I have donated my brain to a brain bank in [county]. That’s- was surprisingly quite difficult to manage. Apparently, it is useful, or will be useful, for my brain to be donated, but the - just to be a bit negative - the paperwork involved was awful. And it was written in, well, by - let’s be rude – by, if you like, a PhD student who put everything in medical terms, and I didn’t have a clue as to what many of the questions meant. And I took it along to my consultant neurologist, and he took one look and he couldn’t understand it either. Anyway we got a simplified form out of that and…
And that contrasts with your experience of the [biomarker study] study?
Oh indeed, yes, and any other study I’ve taken part in. They’ve always been straightforward and easy to understand, and I mean this isn’t a research project and it’s just a matter of me donating my brain, but it’s speaking the obvious to say that if you can’t fill the form in, then what use is donating your brain?
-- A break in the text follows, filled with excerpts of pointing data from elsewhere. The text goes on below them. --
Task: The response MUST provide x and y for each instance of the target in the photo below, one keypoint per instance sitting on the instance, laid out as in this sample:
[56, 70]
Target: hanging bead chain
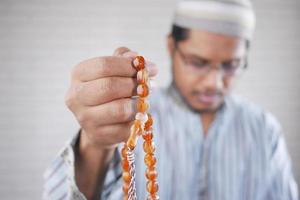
[142, 126]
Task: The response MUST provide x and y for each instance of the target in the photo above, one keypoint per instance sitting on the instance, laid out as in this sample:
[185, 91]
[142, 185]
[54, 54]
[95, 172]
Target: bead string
[142, 126]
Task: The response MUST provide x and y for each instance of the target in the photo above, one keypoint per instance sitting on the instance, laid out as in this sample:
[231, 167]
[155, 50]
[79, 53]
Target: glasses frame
[219, 67]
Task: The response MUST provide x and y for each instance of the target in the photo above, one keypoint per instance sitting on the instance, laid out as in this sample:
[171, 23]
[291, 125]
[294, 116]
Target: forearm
[91, 163]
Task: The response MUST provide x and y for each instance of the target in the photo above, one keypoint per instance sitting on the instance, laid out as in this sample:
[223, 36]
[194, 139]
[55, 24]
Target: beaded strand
[142, 126]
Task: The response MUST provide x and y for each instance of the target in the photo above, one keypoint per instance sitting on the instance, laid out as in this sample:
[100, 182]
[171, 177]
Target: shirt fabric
[243, 156]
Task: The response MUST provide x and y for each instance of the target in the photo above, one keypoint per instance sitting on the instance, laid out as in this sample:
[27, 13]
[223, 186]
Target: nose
[213, 80]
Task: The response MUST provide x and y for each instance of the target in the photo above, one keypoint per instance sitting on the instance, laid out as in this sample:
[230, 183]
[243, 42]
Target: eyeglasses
[202, 67]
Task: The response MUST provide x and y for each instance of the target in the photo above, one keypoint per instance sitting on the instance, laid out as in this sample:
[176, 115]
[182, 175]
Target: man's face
[202, 84]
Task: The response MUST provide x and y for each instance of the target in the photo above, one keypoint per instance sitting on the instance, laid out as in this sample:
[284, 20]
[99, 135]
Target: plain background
[40, 42]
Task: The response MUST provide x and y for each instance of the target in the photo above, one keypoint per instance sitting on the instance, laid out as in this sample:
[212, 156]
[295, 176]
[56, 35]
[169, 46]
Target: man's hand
[100, 98]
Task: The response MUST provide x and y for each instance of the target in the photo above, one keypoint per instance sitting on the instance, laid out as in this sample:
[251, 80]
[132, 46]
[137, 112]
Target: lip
[207, 98]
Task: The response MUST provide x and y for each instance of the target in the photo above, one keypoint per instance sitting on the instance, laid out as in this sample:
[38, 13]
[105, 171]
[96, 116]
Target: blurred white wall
[40, 41]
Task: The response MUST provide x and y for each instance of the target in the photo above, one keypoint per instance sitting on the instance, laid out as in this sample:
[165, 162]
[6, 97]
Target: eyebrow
[209, 61]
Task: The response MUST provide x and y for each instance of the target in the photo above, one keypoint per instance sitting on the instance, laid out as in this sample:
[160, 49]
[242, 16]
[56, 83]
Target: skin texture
[100, 98]
[204, 94]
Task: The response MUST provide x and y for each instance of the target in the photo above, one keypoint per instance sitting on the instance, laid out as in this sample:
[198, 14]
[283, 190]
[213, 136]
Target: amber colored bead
[148, 136]
[151, 173]
[126, 177]
[152, 187]
[142, 76]
[149, 122]
[139, 63]
[149, 146]
[142, 90]
[150, 160]
[125, 188]
[132, 140]
[153, 197]
[125, 165]
[136, 128]
[124, 151]
[142, 105]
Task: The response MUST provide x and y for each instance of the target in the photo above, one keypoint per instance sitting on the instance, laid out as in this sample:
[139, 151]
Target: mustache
[207, 92]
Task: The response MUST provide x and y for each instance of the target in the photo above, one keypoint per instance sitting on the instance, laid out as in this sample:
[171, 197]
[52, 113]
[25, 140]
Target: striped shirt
[243, 156]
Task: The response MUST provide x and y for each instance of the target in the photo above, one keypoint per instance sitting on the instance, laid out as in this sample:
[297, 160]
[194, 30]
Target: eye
[198, 63]
[230, 66]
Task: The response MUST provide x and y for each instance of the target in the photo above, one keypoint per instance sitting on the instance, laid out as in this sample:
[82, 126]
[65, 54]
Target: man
[210, 143]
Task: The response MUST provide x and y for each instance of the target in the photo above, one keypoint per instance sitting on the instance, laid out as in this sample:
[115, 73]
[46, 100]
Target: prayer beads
[142, 126]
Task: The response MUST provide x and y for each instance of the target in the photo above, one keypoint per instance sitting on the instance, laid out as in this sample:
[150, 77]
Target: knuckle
[121, 50]
[124, 110]
[82, 118]
[69, 99]
[107, 84]
[104, 65]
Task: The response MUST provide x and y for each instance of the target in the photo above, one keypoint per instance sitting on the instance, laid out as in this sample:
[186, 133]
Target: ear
[170, 45]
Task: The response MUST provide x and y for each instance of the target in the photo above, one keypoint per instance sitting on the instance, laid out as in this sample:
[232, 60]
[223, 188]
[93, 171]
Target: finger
[100, 67]
[104, 90]
[120, 51]
[114, 112]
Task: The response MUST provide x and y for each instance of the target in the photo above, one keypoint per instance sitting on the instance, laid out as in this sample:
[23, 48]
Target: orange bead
[151, 174]
[136, 128]
[142, 105]
[125, 165]
[142, 76]
[142, 90]
[132, 140]
[149, 122]
[125, 188]
[126, 177]
[153, 197]
[149, 146]
[124, 151]
[150, 160]
[148, 136]
[152, 187]
[139, 63]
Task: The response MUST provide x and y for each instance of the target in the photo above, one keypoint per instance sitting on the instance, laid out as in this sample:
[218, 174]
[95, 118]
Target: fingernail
[130, 54]
[152, 68]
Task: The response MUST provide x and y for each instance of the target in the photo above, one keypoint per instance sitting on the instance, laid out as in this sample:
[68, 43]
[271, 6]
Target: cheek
[228, 82]
[184, 81]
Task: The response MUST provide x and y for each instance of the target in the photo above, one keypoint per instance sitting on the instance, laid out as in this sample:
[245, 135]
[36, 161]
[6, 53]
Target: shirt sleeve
[59, 178]
[282, 184]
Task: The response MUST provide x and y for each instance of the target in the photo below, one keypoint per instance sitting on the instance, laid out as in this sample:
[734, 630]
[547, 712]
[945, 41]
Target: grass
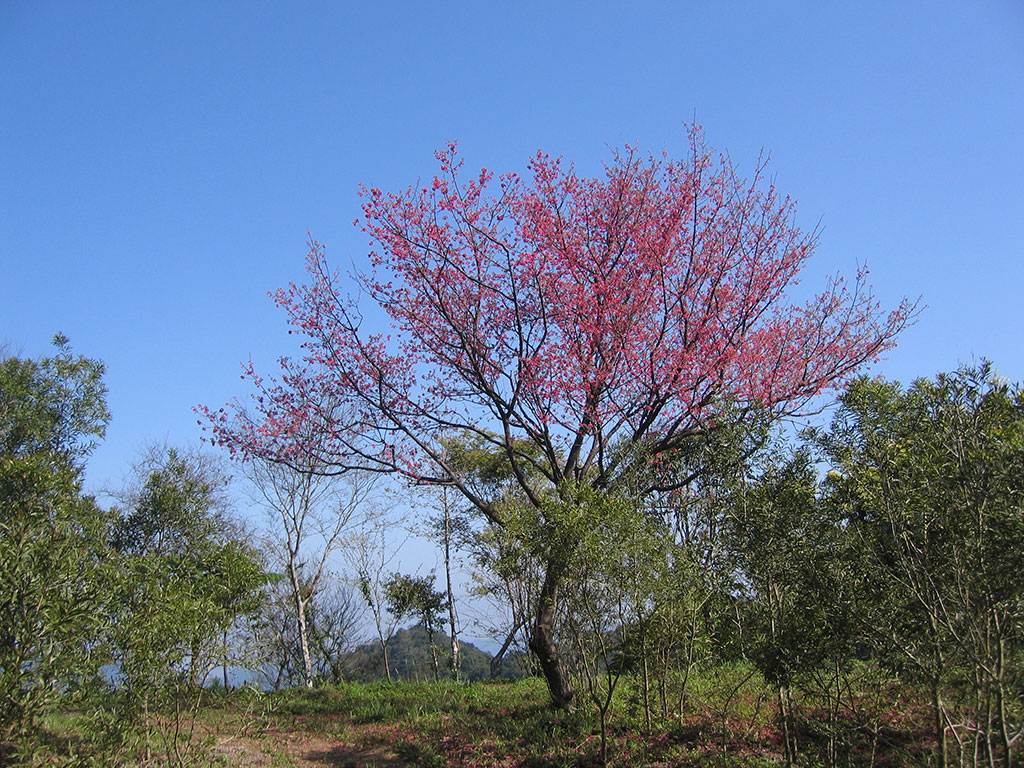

Well, you’ve got to make life easy for people.
Roland is impressed with the researchers he sees for a study on motor neurone disease (MND). He “admire[s]” them for their work on a “soul-destroying illness”.
Roland is impressed with the researchers he sees for a study on motor neurone disease (MND). He “admire[s]” them for their work on a “soul-destroying illness”.
Yes, yes. I mean it’s-. Whenever I go for my six monthly- not check-up but research, if there’s anything that’s cropped up or any problems that have cropped up, issues things I might think I don’t understand, I make sure they’re asked at the session, at the research session. And I haven’t said this before, but it takes the best part of a day. It’s probably, I don’t know, four or five hours. And it also helps pass the time if one can have a discussion about my own PMA or just, you know, MND in general. And the doctors are very enthusiastic, and I have asked them on occasion why they carry on working on a disease which is incurable and debilitating. And it seems to be a, it seems to me to be quite a negative- not negative, that’s the wrong word but soul-destroying illness to be involved with, because in effect they can’t do anything. All they can do is diagnose you and even that can take six months, and that’s partly why the [biomarking] study is hopefully going to provide some quicker means of diagnosing MND. Because the quicker the disease is diagnosed, the quicker people can be put onto riluzole, which is the only drug can help people with MND.